Bethany took off her coat and put it on Clotilde, “you’re tired, come along, we will get Farley and Badrine and go back to Fletch.

Clotilde was quiet but plainly sick on the launch. She did not button Bethany’s coat but pulled it tightly against herself. She sat on the first bench, just behind the lantern on a pole at prow which she stared at, passing out of awareness. At Fletch, it was necessary to lift her on deck, Farley and Badrine did this and as Bethany led her toward her cabin, Farley asked, “did she have anything to drink?”

Bethany shook her head. Farley huffed, “the Bexarians have driven her mad, then.”

Clotilde swung round, shouting “no more than all of you!”

She could have said anything to Farley and he would have ignored it as a raving. He took a step toward her, bowing his head, “I should not have said that, miss. You need to rest.”

The steward had remembered to light the stove in Bethany’s cabin though the fire was weak. Bethany tried to direct Clotilde to the bunk but she sat on the desk chair. Bethany stood over her, hoping, in the warmth and privacy she would speak. When she did not, Bethany did, saying “I am going to go make tea, unless you wish to sleep right away, that would be better but I don’t think you will.”

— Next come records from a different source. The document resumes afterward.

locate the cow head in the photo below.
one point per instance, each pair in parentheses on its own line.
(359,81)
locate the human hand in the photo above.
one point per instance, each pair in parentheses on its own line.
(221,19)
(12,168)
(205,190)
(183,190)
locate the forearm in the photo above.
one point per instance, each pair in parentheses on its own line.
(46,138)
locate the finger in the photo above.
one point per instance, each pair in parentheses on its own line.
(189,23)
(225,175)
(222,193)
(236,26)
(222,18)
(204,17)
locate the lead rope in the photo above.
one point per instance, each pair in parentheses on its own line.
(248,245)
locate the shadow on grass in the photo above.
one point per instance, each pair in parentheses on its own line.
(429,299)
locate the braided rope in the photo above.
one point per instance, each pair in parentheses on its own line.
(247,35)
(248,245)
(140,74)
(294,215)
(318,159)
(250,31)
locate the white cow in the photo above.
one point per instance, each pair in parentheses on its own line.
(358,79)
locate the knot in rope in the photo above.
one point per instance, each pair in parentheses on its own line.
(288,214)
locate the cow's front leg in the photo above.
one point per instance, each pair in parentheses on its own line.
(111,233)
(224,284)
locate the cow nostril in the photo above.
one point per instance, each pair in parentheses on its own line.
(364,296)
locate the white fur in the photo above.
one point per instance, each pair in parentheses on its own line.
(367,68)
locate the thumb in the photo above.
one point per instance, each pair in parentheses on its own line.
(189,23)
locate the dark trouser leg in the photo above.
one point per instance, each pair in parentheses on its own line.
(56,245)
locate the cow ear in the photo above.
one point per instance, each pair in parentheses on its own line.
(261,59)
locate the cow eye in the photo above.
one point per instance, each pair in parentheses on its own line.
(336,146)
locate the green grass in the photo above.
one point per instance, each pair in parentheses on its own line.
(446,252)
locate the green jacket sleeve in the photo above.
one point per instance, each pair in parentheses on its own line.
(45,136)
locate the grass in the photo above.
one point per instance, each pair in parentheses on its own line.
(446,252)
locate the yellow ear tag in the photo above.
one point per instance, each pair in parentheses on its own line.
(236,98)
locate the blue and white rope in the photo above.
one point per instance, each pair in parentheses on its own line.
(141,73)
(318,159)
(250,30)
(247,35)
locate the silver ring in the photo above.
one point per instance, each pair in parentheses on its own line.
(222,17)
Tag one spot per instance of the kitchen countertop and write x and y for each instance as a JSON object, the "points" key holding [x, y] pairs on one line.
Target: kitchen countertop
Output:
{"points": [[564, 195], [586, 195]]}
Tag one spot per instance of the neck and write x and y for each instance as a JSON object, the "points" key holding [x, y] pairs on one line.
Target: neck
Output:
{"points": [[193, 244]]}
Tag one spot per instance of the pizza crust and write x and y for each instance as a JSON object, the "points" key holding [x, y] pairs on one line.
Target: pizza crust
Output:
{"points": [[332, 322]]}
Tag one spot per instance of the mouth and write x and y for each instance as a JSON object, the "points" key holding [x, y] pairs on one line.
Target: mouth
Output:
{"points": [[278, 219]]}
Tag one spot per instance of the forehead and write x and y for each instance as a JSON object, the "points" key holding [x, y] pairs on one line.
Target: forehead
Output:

“No, go and make it, but tell me, are the pistols still under the bunk?”

Bethany frowned, “they are.”

“And you would leave me with them, do you not care then, if I die? You did it before as well, though we thought the Bexarians were coming then so it might be excused.”

“I care, of course, of course. It would be two suicides in as many months for me, I would make three, I’m certain,” Bethany insisted. She knelt before Clotilde’s chair, eyeing her warmly. “There’s no point in my taking the pistols away, you have the ocean an arshin from you, it will kill you almost as quickly. If you are going to do it I won’t begrudge a quick way.”

“You would feel different if I went I through with it.”

“I would. Will you?”

Clotilde hid her face in her hands and muttered “not tonight, not tonight, go make tea.”

“Why not tonight?”

“I won’t leave you, not if it would kill you too. I’ll not be a double-murderer. I will wait and if we are both certain to die to the airship, then.”